Rating: R (for strong language and some sexual content)
Genre: Romantic Comedy
Run Time: 123 min
Directors: Richard Curtis
Cast: Domhnall Gleeson, Rachel McAdams, Bill Nighy, Lindsay Duncan, Tom Hollander, Lydia Wilson

There are some films you instantly become passionate about – a great romance especially. You become an evangelist for it. You’re OMGing to everyone you know, "Oh man, you have got to see this movie!" About Time wants to be one of those movies. It’s not. But as someone who found the oft-gushed about Love Actually (the previous romance from director Richard Curtis) to be wildly oversold, take my ambivalence here for what it’s worth – which may not be much to you, and even misleading.

About Time is a near-miss, which is to say that while a lot (and even most) of its pieces are the right ones they don’t magically come together.
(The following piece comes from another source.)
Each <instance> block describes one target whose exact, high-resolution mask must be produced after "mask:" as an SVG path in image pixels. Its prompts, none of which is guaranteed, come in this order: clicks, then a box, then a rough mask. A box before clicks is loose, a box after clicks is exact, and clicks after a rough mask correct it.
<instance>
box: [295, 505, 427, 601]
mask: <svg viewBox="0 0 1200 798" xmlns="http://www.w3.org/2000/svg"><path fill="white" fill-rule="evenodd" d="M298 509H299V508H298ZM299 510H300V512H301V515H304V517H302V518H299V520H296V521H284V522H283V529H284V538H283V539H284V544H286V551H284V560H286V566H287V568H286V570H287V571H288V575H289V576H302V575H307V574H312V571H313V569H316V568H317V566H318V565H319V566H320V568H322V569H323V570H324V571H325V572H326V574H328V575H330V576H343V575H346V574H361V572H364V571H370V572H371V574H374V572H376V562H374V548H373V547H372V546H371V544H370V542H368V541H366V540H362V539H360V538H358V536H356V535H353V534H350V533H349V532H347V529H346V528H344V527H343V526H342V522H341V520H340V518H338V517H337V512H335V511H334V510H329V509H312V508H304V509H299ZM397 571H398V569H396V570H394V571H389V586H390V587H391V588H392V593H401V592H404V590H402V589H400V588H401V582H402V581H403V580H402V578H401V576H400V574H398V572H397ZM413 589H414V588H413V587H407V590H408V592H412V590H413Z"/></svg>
The time travel twist is clever enough, and while delightful moments emerge from this fantasy the narrative stakes are often diminished by it. But the main problem here is that it all feels like a movie that’s following a formula more than its heart. Or to put it another way: with all its quirky characters and hipster songs, About Time feels like a glossy Hollywood sellout by Wes Anderson.

There are actually two stories going on here. The primary one is a love story, and the adjacent one is a father/son story. It's too bad the focus wasn’t reversed because it’s the familial subplot that resonates. Perhaps at one point it was flipped around, but the choice to elevate its quixotic Date Movie plotting ended up suppressing the generational heart that clearly wanted to emerge.

At the age of 21, Tim (Domhnall Gleeson, one of the Weasley brothers from Harry Potter) learns about a special gift from his dad (Bill Nighy, The Best Exotic Marigold Hotel) that only the males of his family possess: when they become adults, all of them can travel in time. There are some limitations, of course (they can only travel to the past, not the future, and just within their own lives – plus a few other caveats revealed along the way), but the actual travel itself is relatively easy. All it takes is to be in a small dark space like a closet, close your eyes to the moment you wish to go back to, and bing you’re there.

Amazingly this has had a negligible effect on world history (so much for It’s A Wonderful Life, I guess), although on occasion – or, more importantly, when the movie needs a dramatic spike – it can have adverse unintended consequences within the family line itself.  But that family line won’t even continue if the gawky and shy Tim never gets a date, a problem the high-concept hook spends its first act rectifying – and too easily at that, especially when its substantiated that no amount of time travel can make someone attracted to you.

For as light and enchanting as much of it is, Tim’s prospects – which are enhanced by multiple repeated meet-cutes (that liberally steal from Groundhog Day’s primary conceit) – virtually fall into his lap, even to the point where after a lifetime of striking out he has not one but two gorgeous women vying for his affections. When it’s clear from the outset that Mary (Rachel McAdams, The Vow) is The One, Tim’s temptation from Charlotte (Margot Robbie, TV’s Pan Am) and her supermodel looks is nothing more than a very-forced diversion. But it does offer a nice test of character in the face of possible time-travel manipulations, so that’s a plus.